Os cuidados paliativos devem envolver uma equipa multidisciplinar, pois só assim é possível satisfazer todas as necessidades do doente, bem como da família. Com uma abordagem multidisciplinar e coordenada é possível melhorar a qualidade de vida de todos os intervenientes e influenciar de forma positiva a trajetória da doença. Deste modo, devem fazer parte desta equipa Médicos, Enfermeiros, Psicólogos, Nutricionistas, Fisioterapeutas e Assistência Espiritual (ex: Padre), entre outros.

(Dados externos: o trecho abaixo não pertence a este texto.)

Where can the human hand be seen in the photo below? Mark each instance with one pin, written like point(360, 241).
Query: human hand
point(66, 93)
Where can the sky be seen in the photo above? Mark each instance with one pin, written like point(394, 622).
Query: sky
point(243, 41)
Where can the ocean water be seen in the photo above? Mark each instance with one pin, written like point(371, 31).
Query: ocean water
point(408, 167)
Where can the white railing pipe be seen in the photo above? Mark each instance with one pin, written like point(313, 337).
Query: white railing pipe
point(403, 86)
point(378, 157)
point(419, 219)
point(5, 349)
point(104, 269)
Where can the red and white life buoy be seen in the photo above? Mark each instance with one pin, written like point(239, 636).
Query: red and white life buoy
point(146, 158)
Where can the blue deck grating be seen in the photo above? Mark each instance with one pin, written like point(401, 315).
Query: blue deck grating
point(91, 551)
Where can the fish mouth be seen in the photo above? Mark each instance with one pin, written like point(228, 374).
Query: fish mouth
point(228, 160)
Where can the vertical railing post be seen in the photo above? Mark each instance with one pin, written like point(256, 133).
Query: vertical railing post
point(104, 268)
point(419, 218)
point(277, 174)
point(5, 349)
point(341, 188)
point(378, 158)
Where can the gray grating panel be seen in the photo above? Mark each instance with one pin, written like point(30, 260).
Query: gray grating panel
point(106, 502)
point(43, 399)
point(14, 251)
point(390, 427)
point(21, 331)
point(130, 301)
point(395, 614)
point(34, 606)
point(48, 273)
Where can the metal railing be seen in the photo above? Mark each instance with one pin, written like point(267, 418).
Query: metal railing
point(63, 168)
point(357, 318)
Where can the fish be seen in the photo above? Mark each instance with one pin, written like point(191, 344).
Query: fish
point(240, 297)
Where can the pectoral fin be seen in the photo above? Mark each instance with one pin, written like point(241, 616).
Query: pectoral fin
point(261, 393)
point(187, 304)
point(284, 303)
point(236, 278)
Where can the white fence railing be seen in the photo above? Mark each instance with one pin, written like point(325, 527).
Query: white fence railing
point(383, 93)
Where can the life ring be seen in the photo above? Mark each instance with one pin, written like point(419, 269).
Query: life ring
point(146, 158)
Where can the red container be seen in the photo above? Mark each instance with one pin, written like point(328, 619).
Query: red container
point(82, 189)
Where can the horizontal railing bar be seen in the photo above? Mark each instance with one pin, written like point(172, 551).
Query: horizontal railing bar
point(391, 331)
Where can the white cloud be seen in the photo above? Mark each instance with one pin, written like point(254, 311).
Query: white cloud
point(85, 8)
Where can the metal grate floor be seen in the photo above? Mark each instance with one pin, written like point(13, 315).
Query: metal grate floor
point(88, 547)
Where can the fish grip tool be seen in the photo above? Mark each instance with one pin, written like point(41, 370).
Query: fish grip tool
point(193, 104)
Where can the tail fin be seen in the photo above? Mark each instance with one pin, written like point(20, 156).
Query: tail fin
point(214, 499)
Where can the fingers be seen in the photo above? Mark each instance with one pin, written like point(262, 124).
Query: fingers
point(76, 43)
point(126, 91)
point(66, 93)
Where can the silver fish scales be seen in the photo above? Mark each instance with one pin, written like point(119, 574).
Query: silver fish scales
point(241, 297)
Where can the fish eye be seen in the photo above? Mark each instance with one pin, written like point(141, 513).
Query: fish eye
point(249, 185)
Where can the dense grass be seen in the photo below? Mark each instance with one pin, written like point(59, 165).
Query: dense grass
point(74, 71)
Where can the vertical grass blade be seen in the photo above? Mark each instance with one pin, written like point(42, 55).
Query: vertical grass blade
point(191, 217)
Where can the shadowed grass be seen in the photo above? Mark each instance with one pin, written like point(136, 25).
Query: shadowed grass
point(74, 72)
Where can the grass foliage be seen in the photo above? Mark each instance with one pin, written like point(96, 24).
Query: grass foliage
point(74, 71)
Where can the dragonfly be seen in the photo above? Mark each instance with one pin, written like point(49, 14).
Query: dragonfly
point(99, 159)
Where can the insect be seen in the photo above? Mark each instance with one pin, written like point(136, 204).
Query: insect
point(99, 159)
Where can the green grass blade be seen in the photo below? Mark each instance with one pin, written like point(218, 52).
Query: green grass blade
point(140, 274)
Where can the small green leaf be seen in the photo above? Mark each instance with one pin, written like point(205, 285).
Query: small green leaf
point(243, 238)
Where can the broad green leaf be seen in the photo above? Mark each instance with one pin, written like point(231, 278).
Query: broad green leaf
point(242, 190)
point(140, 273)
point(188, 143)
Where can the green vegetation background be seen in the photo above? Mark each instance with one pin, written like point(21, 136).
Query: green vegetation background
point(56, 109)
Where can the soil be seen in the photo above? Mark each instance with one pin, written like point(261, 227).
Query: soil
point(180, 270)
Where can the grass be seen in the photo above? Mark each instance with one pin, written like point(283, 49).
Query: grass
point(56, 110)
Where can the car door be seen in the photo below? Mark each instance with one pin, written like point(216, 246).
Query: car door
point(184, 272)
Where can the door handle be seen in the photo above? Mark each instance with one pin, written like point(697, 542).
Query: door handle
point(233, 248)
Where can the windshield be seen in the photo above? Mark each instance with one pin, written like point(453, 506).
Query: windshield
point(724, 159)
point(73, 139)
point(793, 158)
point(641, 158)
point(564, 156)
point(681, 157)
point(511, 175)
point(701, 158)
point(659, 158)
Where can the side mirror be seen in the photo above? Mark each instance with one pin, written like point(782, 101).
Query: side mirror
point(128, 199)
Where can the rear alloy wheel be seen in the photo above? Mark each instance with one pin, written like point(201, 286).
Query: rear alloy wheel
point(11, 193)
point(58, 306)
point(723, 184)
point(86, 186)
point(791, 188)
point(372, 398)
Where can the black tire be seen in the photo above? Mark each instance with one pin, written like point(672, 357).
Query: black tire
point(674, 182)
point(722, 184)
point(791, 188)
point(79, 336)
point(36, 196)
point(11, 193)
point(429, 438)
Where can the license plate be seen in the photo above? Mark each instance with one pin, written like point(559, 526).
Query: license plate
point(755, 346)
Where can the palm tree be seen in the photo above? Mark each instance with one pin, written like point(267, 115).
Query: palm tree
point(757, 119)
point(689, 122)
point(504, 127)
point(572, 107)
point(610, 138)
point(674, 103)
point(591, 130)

Os cuidados paliativos podem ser realizados no domicílio, se assim for o desejo do doente e da família. O facto destes cuidados serem prestados em casa podem representar inúmeros benefícios, entre os quais se destacam:
- A maior privacidade, isto é, ser cuidado no seu ambiente e rodeado de família, amigos e dos seus objetos significativos;
- Poder manter as rotinas, com redução de deslocações a consultas médicas e idas à urgência por descompensação de sintomas, minorando (entre outros), os riscos de infeções hospitalares;
- Possibilidade de envolver e integrar a família nos cuidados prestados e na adaptação à doença, apoiando a família também na fase de luto.
Porém, são necessárias mais equipas de cuidados paliativos no domicílio, uma vez que a oferta deste tipo de serviço, com qualidade e com equipas especializadas, é reduzida. As barreiras nesta área são inúmeras. Claramente, verifica-se uma baixa prioridade política e ausência de um planeamento estratégico que garanta a equidade no acesso a estes cuidados e uma relutância em aceitar os cuidados paliativos no processo terapêutico.
Existe ainda o pensamento que a medicina é omnipotente, conseguindo todas as curas e quando tal não acontece é a perda de uma batalha contra a fatalidade da doença. Contudo, importa ainda referir que existe uma baixa capacitação técnico-científica dos profissionais de saúde, em geral, relativamente aos cuidados paliativos.
Apesar das dificuldades, estes cuidados visam o alívio da dor e outros sintomas geradores de sofrimento, afirmam a vida e consideram a morte como um processo natural pelo que são cada vez mais procurados por doentes e suas famílias, sendo o objetivo cuidar da pessoa como pessoa até ao fim da sua vida.